Трудно передать, что я чувствовал. Происходящее было настолько неправдоподобным, что эта неправдоподобность уже не ощущалась; так бывает во сне, когда ум, брошенный в водоворот фантастических видений, подобно магниту притягивает какую-нибудь знакомую по дневному миру деталь и отдает ей все внимание, превращая самый запутанный кошмар в подобие ежедневной рутины. Однажды мне снилось, что по какому-то досадному стечению обстоятельств я стал ангелом на шпиле Петропавловского собора и, спасаясь от пронизывающего ветра, пытаюсь застегнуть пиджак, пуговицы которого никак не желают пролезать в петли, – при этом удивляло меня не то, что я вдруг оказался высоко в ночном петербургском небе, а то, что мне никак не удается эта привычная операция. Нечто похожее я испытывал и сейчас – нереальность происходящего оставалась как бы за скобками моего сознания; сам же вечер был вполне обычным, и если бы не легкое покачивание вагона, вполне можно было бы предположить, что мы сидим в одном из маленьких петербургских кафе и мимо окна проплывают фонарики лихачей.
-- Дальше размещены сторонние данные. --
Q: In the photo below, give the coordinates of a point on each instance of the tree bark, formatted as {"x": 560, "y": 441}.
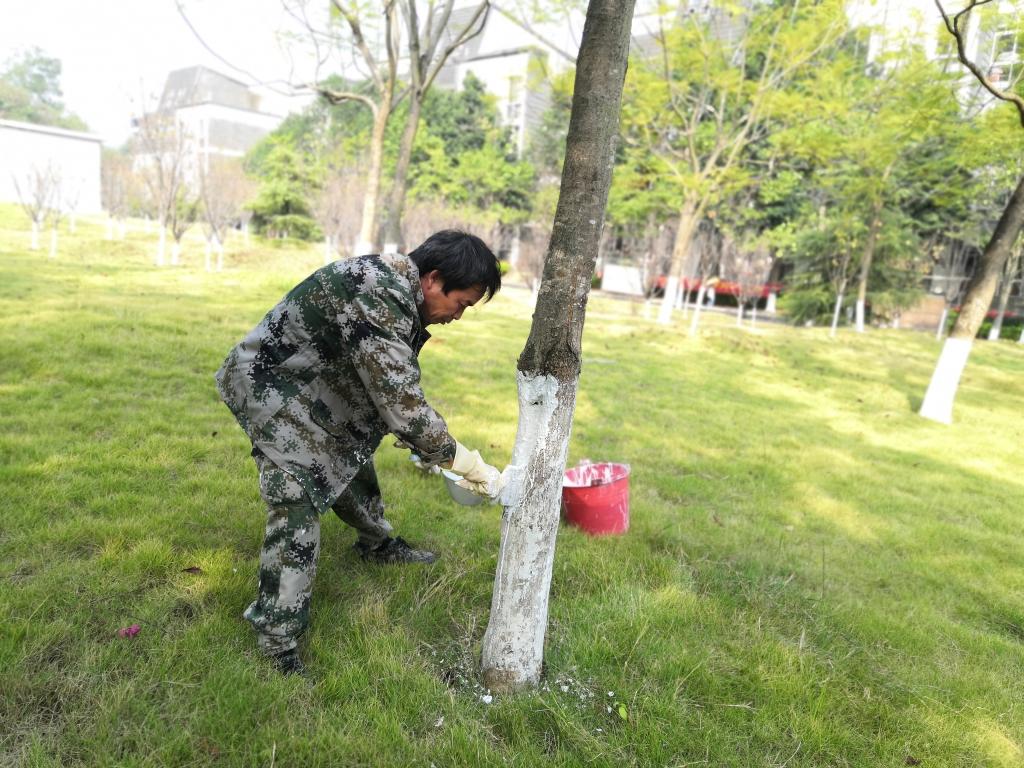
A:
{"x": 368, "y": 229}
{"x": 1008, "y": 284}
{"x": 938, "y": 402}
{"x": 688, "y": 217}
{"x": 549, "y": 367}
Я ел молча и только изредка поглядывал на Анну. Она коротко отвечала Чапаеву, говорившему что-то о тачанках и пулеметах, но я был настолько поглощен ею, что не улавливал нити разговора. Мне было грустно от абсолютной недостижимости ее красоты; я знал, что к ней так же бессмысленно тянуться вожделеющими руками, как пытаться зачерпнуть закат кухонным ведром.
Когда ужин был закончен, башкир убрал со стола тарелки и подал кофе. Чапаев откинулся на спинку стула и закурил сигару. Выражение его лица стало благодушным и немного сонным; поглядев на меня, он улыбнулся.
– Петр, – сказал он, – вы выглядите озабоченным и даже, извините, рассеянным. А комиссар… Он должен увлекать за собой, понимаете? Он должен быть, как бы это сказать… Стремительным, безжалостным… Он должен быть абсолютно уверен в себе. Всегда.
– В себе я уверен вполне, – сказал я. – Но не вполне уверен в вас.
– Вот как? Что вас смущает?
– Я могу быть откровенным?
– Разумеется. И я, и Анна очень рассчитываем на это.
– Мне трудно поверить, что вы действительно красный командир.
Чапаев поднял левую бровь.
– В самом деле? – спросил он с искренним, как мне показалось, изумлением. – Но отчего?
– Не знаю, – сказал я. – Все это очень напоминает маскарад.
– Вы не верите, что я сочувствую пролетариату?
– Отчего же, я верю. Я и сам сегодня, на этой трибуне, испытал похожее чувство. И все же…
Я вдруг перестал понимать, что именно я хочу сказать. Над столом повисла тишина – нарушал ее только еле слышный звон ложечки, которой Анна помешивала свой кофе.
– Кто же в таком случае похож на красного командира? – спросил Чапаев, стряхивая сигарный пепел с полы пиджака.
– Фурманов, – сказал я.
– Простите, Петр, но вы уже второй раз за сегодня произносите эту фамилию. Кто такой Фурманов?
– Господин с цепкими глазами, – сказал я, – который выступал перед ткачами после меня.
Анна вдруг хлопнула в ладоши.
– Кстати, – сказала она, – мы совсем забыли про ткачей, Василий Иванович. А уже давно пора нанести им визит.
Чапаев кивнул.
– Да-да, – сказал он, – вы совершенно правы, Анна. Я только что хотел предложить это сам, но Петр меня так озадачил, что все вылетело у меня из головы.
Он повернулся ко мне.
– Непременно вернемся как-нибудь к этой теме. А сейчас не желаете ли составить нам компанию?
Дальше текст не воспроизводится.